President Obama proclaimed April 6-12, 2015, as National Public Health Week, and it is celebrated throughout the U.S. every year in recognition of the importance of public health to our nation and the world.

We often think of public health in terms of preventing the spread of infectious diseases, such as Ebola, or reducing chronic diseases, such as diabetes. Injury prevention is an important, and sometimes overlooked, aspect of public health. Injuries have been a leading cause of death and disability throughout history and, in fact, according to the Centers for Disease Control and Prevention’s (CDC) National Center for Injury Prevention and Control, unintentional injuries are the fourth leading cause of death in our country! The NTSB contributes to public health by advancing transportation safety in order to prevent deaths and injuries.

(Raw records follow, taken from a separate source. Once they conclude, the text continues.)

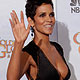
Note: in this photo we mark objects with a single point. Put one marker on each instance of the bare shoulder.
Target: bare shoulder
(25, 62)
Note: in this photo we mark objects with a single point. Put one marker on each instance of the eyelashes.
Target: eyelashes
(44, 14)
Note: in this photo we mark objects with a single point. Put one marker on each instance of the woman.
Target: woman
(40, 59)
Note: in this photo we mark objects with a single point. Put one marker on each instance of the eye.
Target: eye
(51, 14)
(42, 15)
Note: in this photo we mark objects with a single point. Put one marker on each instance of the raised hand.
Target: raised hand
(18, 27)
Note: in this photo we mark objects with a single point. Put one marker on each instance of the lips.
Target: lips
(48, 26)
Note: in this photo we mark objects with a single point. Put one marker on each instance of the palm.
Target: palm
(18, 28)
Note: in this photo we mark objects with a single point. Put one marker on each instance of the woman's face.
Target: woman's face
(44, 19)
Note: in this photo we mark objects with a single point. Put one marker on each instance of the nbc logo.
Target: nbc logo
(75, 6)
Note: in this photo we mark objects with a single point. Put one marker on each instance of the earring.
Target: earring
(32, 31)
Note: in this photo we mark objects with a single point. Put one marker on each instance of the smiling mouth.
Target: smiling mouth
(48, 26)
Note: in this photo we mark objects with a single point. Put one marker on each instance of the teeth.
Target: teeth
(48, 26)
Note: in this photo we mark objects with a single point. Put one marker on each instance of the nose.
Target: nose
(49, 19)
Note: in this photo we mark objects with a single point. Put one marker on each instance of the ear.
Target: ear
(30, 21)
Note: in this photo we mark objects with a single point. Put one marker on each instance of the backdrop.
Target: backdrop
(66, 32)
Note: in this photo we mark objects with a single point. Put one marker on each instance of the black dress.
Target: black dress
(46, 70)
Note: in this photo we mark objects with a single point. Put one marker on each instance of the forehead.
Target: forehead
(44, 8)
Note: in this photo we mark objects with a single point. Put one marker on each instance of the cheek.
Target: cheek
(39, 22)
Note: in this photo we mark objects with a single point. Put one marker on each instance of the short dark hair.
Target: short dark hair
(32, 5)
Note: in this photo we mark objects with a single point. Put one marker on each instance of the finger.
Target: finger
(28, 29)
(13, 18)
(16, 18)
(12, 25)
(22, 17)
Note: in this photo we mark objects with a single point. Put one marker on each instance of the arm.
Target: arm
(17, 65)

The theme of this year’s National Public Health Week is the Healthiest Nation in One Generation and today’s focus is “Building Broader Communities,” which focuses on partnerships and collaboration to accomplish that. Two vital partnerships I have valued over the years in my injury prevention work is the American Public Health Association, the leaders of National Public Health Week, and the CDC’s National Center for Injury Prevention and Control, which has very useful state-by-state data on many areas, such as seat belt use and impaired driving. I encourage you to be a part of National Public Health Week and help make yourself and our nation even healthier and safer.

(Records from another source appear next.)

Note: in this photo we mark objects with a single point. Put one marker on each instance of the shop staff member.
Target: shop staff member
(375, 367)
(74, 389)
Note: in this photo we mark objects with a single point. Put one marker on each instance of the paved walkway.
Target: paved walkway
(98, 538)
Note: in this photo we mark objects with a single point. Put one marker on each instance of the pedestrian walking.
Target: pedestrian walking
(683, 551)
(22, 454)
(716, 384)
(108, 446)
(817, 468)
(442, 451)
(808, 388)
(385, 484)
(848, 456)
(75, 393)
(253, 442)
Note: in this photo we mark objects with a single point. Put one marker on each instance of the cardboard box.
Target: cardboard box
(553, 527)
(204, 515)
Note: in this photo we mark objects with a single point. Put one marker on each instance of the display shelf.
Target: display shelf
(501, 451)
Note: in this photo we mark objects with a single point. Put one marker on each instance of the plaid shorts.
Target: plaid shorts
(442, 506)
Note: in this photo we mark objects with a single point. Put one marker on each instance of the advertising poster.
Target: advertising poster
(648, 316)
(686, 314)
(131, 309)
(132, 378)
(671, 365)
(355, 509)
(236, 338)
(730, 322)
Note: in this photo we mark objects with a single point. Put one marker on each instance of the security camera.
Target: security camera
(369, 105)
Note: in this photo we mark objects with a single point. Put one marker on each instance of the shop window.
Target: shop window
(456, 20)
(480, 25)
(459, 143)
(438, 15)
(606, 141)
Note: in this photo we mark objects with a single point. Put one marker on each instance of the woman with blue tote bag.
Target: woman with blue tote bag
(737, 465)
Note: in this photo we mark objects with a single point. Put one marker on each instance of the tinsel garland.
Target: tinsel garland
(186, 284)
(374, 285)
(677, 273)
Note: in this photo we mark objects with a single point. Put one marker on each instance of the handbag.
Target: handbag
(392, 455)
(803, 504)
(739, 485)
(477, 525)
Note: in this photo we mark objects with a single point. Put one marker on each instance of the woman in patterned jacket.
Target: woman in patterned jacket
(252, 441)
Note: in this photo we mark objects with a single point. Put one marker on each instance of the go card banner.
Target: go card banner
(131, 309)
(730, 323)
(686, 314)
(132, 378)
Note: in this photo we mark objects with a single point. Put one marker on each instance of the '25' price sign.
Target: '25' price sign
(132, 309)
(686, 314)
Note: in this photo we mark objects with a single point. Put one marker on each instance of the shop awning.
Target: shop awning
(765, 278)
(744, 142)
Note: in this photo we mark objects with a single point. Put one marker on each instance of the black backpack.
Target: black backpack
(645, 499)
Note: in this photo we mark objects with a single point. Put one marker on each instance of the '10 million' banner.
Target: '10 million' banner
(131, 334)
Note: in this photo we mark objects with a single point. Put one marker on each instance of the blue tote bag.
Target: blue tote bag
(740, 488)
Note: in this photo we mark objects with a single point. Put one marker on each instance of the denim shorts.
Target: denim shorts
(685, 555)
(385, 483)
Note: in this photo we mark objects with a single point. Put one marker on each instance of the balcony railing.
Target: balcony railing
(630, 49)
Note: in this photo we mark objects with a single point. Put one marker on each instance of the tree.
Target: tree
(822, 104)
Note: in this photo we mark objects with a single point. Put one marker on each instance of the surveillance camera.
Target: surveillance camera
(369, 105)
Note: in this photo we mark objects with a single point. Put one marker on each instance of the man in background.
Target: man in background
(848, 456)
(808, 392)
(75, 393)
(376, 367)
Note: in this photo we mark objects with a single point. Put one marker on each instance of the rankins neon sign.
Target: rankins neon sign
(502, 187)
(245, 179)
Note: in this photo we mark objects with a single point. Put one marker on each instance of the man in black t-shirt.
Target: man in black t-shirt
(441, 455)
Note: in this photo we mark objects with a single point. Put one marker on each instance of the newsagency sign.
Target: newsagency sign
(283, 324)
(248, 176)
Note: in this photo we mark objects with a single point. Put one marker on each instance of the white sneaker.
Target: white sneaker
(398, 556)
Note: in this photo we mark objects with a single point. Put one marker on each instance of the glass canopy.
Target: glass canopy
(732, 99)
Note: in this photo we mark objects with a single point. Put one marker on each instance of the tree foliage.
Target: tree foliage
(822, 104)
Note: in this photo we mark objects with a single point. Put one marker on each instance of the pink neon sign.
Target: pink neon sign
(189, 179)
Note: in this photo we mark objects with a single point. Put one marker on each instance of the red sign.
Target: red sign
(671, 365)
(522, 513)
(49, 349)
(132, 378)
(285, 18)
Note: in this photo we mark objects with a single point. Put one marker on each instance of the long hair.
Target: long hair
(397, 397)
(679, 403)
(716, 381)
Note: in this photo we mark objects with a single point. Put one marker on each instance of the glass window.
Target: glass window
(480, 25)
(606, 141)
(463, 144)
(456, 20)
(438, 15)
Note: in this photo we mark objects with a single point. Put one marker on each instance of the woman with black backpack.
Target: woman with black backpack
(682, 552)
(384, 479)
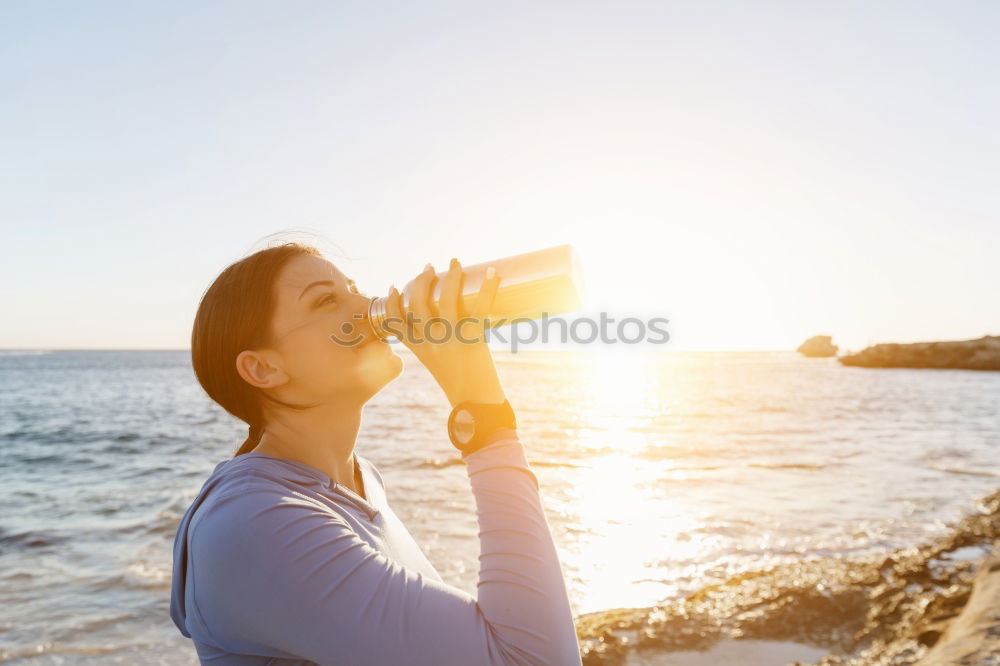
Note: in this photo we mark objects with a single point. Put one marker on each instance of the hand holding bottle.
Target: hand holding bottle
(449, 341)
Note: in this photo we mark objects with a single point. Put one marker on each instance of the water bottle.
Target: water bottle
(547, 281)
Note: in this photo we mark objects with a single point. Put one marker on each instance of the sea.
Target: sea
(661, 472)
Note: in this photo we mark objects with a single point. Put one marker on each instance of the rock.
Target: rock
(820, 346)
(974, 637)
(981, 354)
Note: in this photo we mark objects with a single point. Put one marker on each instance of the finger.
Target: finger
(451, 289)
(416, 297)
(394, 321)
(487, 294)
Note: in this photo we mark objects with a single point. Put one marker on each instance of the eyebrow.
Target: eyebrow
(315, 284)
(330, 283)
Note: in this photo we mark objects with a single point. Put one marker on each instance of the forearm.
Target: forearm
(522, 591)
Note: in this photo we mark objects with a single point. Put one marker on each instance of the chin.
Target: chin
(380, 368)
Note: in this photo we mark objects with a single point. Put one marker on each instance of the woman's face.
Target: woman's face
(321, 340)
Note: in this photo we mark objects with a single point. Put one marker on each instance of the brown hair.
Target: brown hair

We live in a mobile world. There is nothing more relevant to our health, and the health of our nation, and indeed to public health, than having a safe way to get where we need to go. Going to school, to work, to recreation, whether by land, by air, by rail, or by sea – it’s your decision where you want to go, and how you get there – but it is our job at the NTSB to help ensure you get there in the safest way possible.  I feel very privileged to be a part of this mission and to work with the highly capable and dedicated people at the NTSB!